Introduction to Blakely, Georgia
Creek Indians were the original inhabitants of the area. In the early 1800s, General Jackson conquered the natives, and on August 9, 1814, the treaty at Fort Jackson in Alabama was signed and the land was ceded to Georgia. In 1825, the County of Baker was created out of Early County, which eventually led to the establishment of the City of Blakely. The community was named in honor of Captain Johnston Blakeley who disappeared at sea during the War of 1812. Blakely was incorporated as a city on October 24, 1870. Due to the city's large production of peanut products, it is nicknamed "The Peanut Capital of the World".

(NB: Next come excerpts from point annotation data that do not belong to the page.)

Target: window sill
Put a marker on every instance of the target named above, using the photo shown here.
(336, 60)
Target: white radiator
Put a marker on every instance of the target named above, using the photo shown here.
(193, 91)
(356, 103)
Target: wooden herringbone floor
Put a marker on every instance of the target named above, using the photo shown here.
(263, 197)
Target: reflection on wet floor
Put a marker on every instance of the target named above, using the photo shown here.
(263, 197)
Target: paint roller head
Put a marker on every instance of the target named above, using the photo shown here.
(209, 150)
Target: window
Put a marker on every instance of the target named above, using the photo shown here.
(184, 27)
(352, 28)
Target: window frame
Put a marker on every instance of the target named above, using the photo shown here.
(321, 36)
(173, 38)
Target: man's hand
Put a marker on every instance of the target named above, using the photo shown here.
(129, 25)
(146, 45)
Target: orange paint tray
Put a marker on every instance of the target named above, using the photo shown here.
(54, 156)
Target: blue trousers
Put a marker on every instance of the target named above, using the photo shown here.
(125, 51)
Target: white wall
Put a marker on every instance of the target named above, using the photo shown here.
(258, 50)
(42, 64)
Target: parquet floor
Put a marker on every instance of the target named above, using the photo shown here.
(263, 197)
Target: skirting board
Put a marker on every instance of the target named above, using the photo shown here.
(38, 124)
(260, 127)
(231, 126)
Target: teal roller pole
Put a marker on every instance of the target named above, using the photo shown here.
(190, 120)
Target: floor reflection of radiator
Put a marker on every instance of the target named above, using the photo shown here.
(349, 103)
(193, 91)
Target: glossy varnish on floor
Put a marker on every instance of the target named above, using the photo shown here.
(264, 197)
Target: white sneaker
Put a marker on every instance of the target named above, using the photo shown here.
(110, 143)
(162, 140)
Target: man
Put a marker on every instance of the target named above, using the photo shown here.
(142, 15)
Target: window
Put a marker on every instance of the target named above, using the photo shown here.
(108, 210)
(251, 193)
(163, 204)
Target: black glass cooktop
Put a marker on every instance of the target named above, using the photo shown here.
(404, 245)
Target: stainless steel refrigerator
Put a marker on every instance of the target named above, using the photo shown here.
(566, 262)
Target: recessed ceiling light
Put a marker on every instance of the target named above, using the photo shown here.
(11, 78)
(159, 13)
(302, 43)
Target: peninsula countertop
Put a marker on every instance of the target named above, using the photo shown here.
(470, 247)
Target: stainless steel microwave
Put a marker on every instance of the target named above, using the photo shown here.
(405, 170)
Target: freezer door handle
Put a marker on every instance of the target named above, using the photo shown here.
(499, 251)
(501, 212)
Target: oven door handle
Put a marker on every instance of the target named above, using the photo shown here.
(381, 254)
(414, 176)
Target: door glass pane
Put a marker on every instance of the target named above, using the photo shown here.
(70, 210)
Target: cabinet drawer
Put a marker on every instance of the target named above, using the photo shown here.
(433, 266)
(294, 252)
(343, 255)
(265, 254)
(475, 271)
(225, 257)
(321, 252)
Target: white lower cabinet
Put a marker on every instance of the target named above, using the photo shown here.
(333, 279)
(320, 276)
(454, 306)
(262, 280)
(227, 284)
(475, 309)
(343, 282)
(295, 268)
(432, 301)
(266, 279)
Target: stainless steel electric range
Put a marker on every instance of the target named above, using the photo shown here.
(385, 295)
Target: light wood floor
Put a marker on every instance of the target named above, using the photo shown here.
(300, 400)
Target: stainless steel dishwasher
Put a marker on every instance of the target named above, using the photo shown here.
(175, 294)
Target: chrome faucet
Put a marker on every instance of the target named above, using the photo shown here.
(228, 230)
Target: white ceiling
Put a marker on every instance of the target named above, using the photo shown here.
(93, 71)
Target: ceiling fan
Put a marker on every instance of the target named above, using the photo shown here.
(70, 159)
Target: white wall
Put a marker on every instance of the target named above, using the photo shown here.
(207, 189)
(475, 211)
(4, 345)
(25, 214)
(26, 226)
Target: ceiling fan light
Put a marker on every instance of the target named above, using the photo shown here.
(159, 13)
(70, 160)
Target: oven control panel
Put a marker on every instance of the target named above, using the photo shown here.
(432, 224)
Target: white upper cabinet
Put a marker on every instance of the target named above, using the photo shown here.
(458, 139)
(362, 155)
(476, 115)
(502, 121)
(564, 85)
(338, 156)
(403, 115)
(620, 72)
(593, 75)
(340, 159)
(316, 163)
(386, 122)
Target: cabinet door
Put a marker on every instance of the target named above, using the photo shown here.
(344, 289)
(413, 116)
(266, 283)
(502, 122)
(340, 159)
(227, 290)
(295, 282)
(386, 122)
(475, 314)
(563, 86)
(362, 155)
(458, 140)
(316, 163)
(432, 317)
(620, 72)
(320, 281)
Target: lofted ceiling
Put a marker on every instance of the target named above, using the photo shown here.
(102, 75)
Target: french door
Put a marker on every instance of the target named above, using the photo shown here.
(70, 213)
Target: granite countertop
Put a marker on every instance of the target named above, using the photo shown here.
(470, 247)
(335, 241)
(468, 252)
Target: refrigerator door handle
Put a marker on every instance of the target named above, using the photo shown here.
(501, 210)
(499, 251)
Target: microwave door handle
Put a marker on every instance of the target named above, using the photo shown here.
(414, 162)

Blakely and Nearby Attractions
- Kolomoki Mounds State Historic Park
- Wiregrass Museum of Art
- Coheelee Creek Covered Bridge
- Providence Canyon State Park
- Dothan Area Botanical Gardens
Things To Do In Blakely
Kolomoki Mounds State Historic Park is an important archaeological site in the city of Blakely. Covering 1,294 acres, the park includes the Indian Museum, seven earthen mounds built by Weeden Island and Swift Creek Indians between 250 and 950 A.D., two lakes, and an amphitheater. It offers facilities for camping, boating, hiking, and golfing. The Albany Museum of Art, Wiregrass Museum of Art, Albany Civil Rights Movement Museum, and Georgia Rural Telephone Museum are also close by. Lakepoint Resort State Park, Florida Caverns State Park, Blue Springs State Park, and Chattahoochee State Park are popular parks in the area. The city also offers easy access to the Dothan Area Botanical Gardens, and Adventureland theme park.
Dothan Regional Airport is the nearest major airport.
Blakely Higher Education
Colleges near Blakely include the Andrew College, Troy University - Dothan, Wallace Community College - Dothan, and Bainbridge College.